3. Socioeconomic Vulnerability
Kerala has the highest overall literacy rate (96.2% in 2020) 24 and literacy rate among older adults (79.2% in 2011) 14 in India. But our study found the rate among the OASMI to be much lower (62.5%). The unemployment rate among the OASMI was also higher (94.1%) than that of older adults in Kerala (74.6%). 24 A total of 27 (2.9%) participant households who did not have ration cards were excluded from the Public Distribution System (PDS) and some government welfare schemes. Financial backwardness was also higher among the OASMI than in the general population. 13 Education and occupation are two factors that influence income and economic status. The disadvantage for OASMI in these two areas possibly compounds the financial backwardness. On the brighter side, the younger age group OASMI were more educated than the higher age groups. Hence, the educational status of OASMI is expected to increase in the future in parallel with the general population as the younger groups replace the current oldest-old age group.
4. Oldest-Old
Of the OASMI, 18% belonged to the oldest-old age group (≥80 years) (Table 2). According to the World Health Organization, people with SMI have a 10–25-year reduction in life expectancy. 8 The mortality rates for those with schizophrenia are 2–2.5 times that of the general population, and for those with depression, it is 1.8 times higher. For bipolar disorder, the rates are 35–50% higher 8 . Although life expectancy cannot be gauged using cross-sectional study design, we found that many OASMI survive beyond the age of 80 years.
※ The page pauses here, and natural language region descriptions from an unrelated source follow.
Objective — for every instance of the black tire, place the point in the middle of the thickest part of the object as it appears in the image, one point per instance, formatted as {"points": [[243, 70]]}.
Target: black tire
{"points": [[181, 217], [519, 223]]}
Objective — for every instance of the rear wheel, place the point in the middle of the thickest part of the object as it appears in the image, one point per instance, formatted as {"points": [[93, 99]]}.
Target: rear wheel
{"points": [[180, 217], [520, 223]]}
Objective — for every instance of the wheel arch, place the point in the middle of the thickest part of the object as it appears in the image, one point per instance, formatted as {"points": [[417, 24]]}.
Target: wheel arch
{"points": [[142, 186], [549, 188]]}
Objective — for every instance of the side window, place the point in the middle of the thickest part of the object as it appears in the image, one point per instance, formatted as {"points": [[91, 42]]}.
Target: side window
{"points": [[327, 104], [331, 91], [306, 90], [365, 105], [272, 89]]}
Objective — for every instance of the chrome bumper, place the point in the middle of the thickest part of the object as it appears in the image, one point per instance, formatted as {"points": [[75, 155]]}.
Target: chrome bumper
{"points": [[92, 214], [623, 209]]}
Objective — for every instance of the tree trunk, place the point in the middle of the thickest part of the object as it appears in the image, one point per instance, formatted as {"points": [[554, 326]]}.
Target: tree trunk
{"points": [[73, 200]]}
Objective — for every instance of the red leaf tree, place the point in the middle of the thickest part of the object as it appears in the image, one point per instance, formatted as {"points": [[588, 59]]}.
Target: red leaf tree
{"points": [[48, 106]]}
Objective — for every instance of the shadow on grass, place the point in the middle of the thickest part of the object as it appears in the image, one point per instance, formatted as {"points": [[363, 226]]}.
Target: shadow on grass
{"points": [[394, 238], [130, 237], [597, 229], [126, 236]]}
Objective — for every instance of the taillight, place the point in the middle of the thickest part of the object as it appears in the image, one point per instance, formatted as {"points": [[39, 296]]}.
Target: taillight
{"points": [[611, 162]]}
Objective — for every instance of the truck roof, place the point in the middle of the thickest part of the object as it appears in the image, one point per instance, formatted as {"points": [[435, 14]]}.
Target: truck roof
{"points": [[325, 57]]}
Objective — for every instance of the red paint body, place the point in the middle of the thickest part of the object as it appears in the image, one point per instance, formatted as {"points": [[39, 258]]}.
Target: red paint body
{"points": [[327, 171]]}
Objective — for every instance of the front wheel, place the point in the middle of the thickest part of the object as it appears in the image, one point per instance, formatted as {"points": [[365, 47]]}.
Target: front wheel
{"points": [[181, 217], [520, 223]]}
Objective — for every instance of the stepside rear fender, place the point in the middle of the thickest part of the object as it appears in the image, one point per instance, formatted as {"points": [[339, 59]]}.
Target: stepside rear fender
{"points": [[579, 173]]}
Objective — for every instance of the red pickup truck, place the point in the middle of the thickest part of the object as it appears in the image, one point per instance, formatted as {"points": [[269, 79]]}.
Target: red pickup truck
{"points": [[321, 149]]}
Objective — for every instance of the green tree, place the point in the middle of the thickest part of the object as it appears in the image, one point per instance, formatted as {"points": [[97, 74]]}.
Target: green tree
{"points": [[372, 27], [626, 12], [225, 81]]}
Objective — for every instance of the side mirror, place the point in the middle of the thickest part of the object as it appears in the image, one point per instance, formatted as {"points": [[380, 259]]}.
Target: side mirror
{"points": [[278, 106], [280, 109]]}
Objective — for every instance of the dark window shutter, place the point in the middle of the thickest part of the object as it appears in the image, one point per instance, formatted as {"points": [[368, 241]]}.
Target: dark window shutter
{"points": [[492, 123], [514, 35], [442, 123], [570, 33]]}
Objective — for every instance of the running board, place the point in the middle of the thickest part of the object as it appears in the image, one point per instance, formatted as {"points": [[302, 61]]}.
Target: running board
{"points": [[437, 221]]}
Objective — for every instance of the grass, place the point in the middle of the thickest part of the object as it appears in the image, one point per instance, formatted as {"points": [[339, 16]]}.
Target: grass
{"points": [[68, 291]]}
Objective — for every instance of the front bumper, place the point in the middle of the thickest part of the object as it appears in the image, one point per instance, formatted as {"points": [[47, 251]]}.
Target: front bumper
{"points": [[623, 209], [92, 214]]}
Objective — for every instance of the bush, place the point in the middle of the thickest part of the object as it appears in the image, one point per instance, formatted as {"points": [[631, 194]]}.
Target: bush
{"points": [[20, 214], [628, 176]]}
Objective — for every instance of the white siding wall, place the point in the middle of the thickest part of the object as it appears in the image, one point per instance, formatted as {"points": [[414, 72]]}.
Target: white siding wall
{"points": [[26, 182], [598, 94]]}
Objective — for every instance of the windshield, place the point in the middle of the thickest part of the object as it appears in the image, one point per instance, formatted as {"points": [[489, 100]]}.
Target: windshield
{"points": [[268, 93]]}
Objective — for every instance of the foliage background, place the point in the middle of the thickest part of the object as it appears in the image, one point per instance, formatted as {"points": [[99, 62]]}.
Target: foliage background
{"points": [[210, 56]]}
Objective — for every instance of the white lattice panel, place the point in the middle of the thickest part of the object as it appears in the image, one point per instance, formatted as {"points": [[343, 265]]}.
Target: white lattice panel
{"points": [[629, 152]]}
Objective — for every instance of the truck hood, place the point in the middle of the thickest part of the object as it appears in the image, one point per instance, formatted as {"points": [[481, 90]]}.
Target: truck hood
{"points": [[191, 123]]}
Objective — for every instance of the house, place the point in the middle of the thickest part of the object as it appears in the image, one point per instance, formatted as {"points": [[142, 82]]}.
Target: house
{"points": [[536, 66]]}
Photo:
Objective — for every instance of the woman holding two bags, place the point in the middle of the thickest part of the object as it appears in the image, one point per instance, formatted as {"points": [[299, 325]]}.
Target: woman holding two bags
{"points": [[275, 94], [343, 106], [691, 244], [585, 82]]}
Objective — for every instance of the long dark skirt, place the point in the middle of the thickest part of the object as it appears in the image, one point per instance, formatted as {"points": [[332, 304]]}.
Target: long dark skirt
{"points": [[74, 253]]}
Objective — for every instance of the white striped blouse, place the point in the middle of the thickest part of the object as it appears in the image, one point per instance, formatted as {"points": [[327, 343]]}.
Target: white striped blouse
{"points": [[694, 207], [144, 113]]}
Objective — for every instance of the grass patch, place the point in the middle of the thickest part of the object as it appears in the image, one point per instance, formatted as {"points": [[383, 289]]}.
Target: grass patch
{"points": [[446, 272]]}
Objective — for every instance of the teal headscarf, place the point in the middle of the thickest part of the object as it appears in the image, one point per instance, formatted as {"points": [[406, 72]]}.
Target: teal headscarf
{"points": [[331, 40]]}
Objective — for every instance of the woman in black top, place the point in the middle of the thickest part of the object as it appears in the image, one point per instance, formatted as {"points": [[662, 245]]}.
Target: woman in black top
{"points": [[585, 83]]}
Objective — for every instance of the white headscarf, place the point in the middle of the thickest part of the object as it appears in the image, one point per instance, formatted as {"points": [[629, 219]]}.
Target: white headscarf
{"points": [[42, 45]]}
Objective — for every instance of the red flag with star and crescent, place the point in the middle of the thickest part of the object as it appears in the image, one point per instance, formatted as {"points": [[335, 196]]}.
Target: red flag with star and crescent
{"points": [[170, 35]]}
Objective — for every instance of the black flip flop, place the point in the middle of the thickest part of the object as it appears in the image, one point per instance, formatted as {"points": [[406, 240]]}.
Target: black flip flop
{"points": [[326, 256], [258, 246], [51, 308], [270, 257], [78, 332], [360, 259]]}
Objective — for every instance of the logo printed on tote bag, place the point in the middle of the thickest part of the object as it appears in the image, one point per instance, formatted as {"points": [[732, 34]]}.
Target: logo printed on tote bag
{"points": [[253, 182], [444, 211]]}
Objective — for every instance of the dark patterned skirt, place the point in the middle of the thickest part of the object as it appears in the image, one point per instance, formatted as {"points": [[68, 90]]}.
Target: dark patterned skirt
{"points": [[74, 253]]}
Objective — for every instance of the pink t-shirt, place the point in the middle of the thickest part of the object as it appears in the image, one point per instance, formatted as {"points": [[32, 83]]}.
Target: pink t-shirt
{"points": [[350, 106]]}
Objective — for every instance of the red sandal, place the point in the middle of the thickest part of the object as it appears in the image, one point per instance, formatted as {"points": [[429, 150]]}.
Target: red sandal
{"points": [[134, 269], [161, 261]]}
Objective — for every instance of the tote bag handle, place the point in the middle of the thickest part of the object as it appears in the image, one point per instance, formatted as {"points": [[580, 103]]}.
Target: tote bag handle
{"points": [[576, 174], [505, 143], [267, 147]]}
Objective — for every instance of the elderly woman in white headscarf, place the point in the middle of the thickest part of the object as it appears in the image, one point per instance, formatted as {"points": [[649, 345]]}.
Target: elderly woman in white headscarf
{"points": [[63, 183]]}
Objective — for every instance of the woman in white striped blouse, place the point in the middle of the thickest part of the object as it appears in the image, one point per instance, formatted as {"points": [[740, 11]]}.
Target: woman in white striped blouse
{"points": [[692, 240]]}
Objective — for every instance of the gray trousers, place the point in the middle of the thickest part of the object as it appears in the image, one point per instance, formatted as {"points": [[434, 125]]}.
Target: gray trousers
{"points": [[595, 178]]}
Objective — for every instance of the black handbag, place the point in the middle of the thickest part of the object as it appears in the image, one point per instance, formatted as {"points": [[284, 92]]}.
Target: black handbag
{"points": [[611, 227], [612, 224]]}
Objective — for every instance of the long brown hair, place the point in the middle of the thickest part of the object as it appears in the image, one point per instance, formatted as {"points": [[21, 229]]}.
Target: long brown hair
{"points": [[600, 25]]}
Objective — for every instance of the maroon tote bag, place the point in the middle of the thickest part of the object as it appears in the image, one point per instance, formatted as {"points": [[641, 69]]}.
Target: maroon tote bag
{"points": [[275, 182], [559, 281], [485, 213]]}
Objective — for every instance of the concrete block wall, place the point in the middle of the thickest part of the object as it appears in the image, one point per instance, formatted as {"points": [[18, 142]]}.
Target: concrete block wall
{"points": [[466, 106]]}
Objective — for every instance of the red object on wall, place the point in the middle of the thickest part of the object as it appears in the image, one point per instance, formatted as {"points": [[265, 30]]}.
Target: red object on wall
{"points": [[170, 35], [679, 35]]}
Their requirement for assistance in everyday activities and medical care is high, and India’s existing mental health programs must consider the oldest-old persons with SMI.
We recommend that the government develop policies and programs to address the problems of the older adults with SMI identified in this study – social isolation, poorer socioeconomic status, and sex difference. Such interventions are crucial for the country to achieve the United Nation’s Sustainable Development Goals (SDGs) and the central promise of the 2030 Agenda for Sustainable Development – “Leave no one behind.” 25
Age-wise Difference in Characteristics of Older Adults with Serious Mental Illness.
*Significant.
Limitations
Kerala has the best human development indicators in India, and the generalizability of the findings to the remaining Indian states could be limited. But it can be understood that if the OASMI in Kerala shows so much vulnerability, their situation in other states could only be worse.
Conclusion
India lacks evidence on the sociodemographic profile of OASMI. This study captured their profile in Kerala state and highlighted their multiple vulnerabilities. They have poorer socioeconomic status and have higher rates of social isolation. Male OASMI are dying earlier compared to the general population of older adults in Kerala. Considering these findings from a state with the best health and social indicators in the country, the situation of OASMI in India demands more attention.
Footnotes
Acknowledgements
We thank Dr. Smita N. Deshpande, Dr. Triptish Bhatia, Dr. Asma Rahim, Dr. K. S. Shaji, Dr. Ravinder Singh, Dr. Balram Bhargava, Dr. R. S. Dhaliwal, Dr. Margaret C. McDonald, Dr. Mary Hawk, Dr. Vishwajit L. Nimgaonkar, Dr. James E. Egan, Dr. Robert W. S. Coulter, Dr. Kiran P. S., ASHA workers, and the Department of Health Services, Kerala, for their support.
Declaration of Conflicting Interests
The authors declared no potential conflicts of interest with respect to the research, authorship, and/or publication of this article.
Funding
This work was supported by the Indian Council of Medical Research under the ‘Capacity Building Projects for National Mental Health Programme, ICMR-NMHP’ vide file number 5/4-4/151/M/2017/NCD-1. International mentors were funded by the training program ‘Cross Fertilized Research Training for New Investigators in India and Egypt’ funded by FIC, NIH (No. D43 TW009114).